Storage layer - AWS Serverless Data Analytics Pipeline

Storage layer

Amazon S3 provides the foundation for the storage layer in our architecture. Amazon S3 provides virtually unlimited scalability at low cost for our serverless data lake. Data is stored as S3 objects organized into raw, cleaned, and curated zone buckets, and prefixes. Amazon S3 encrypts data using keys managed in AWS KMS. IAM policies control granular zone-level and dataset-level access to various users and roles.

Amazon S3 provides 99.99% of availability and 99.999999999% of durability, and charges only for the data it stores. To significantly reduce costs, Amazon S3 provides colder tier storage options called Amazon S3 Glacier and S3 Glacier Deep Archive. To automate cost optimizations, Amazon S3 provides configurable lifecycle policies and S3 Intelligent-Tiering options to automate moving older data to colder tiers. AWS services in our ingestion, cataloging, processing, and consumption layers can natively read and write S3 objects. Additionally, hundreds of third-party vendor and open-source products and services provide the ability to read and write S3 objects.
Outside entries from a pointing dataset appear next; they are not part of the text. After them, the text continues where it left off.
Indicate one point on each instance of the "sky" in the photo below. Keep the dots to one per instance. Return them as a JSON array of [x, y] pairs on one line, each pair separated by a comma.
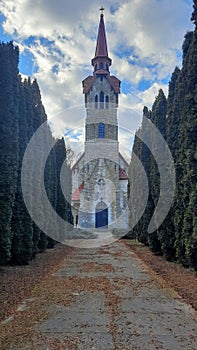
[[57, 40]]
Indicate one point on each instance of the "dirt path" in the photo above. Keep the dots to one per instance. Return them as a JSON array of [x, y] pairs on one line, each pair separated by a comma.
[[102, 299]]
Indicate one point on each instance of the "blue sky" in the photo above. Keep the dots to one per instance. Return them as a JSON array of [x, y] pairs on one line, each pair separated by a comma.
[[57, 42]]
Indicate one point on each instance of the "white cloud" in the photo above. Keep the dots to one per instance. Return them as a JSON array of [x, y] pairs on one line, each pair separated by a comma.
[[144, 37]]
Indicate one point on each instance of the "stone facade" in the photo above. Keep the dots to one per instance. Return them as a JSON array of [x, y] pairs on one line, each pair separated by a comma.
[[100, 176]]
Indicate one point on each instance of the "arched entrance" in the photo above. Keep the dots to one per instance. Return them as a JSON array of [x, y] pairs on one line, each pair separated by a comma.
[[101, 215]]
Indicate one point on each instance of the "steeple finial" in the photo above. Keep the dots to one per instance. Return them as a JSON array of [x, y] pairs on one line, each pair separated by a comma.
[[102, 9], [101, 53]]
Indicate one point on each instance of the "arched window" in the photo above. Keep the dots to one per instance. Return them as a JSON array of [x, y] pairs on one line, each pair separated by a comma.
[[101, 65], [101, 131], [101, 99], [96, 101], [107, 102]]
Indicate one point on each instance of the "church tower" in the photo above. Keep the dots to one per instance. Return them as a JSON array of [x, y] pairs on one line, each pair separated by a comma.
[[102, 194]]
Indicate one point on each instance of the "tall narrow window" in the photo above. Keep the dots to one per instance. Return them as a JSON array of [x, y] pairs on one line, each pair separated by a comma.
[[101, 131], [101, 65], [101, 99], [96, 101], [107, 102]]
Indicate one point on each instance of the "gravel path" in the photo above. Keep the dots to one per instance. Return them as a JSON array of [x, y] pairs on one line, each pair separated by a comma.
[[112, 303]]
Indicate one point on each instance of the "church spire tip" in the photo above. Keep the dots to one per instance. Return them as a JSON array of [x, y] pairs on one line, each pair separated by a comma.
[[101, 47]]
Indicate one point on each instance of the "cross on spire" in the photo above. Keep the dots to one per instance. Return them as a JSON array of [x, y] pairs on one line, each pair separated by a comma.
[[102, 9]]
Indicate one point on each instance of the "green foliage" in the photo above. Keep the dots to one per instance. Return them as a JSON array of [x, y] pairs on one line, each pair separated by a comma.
[[176, 238], [21, 114]]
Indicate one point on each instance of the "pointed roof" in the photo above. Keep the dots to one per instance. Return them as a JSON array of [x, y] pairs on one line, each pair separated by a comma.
[[101, 51], [101, 47]]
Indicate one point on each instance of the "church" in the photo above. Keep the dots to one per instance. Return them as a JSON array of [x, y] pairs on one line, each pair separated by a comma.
[[100, 175]]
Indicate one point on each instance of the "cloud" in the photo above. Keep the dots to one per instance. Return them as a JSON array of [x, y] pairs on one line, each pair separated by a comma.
[[144, 41]]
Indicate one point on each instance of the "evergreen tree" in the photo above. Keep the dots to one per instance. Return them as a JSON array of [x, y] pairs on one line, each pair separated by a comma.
[[9, 93]]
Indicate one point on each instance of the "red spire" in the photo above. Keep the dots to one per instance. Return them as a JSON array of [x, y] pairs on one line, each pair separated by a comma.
[[101, 61], [101, 47]]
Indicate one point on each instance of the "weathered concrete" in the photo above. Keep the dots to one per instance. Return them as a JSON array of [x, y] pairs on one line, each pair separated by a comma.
[[139, 315]]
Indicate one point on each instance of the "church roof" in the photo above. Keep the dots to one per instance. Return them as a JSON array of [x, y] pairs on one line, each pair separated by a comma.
[[89, 81], [101, 47]]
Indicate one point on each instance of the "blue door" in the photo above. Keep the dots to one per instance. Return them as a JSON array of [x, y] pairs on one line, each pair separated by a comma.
[[101, 215]]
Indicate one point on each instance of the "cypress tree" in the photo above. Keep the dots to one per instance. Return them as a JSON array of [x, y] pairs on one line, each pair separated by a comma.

Data of any structure (including unstructured data) and any format can be stored as S3 objects without needing to predefine any schema. This enables services in the ingestion layer to quickly land a variety of source data into the data lake in its original source format. After the data is ingested into the data lake, components in the processing layer can define schema on top of Amazon S3 datasets and register them in the cataloging layer. Services in the processing and consumption layers can then use schema-on-read to apply the required structure to data read from S3 objects. Datasets stored in Amazon S3 are often partitioned to enable efficient filtering by services in the processing and consumption layers.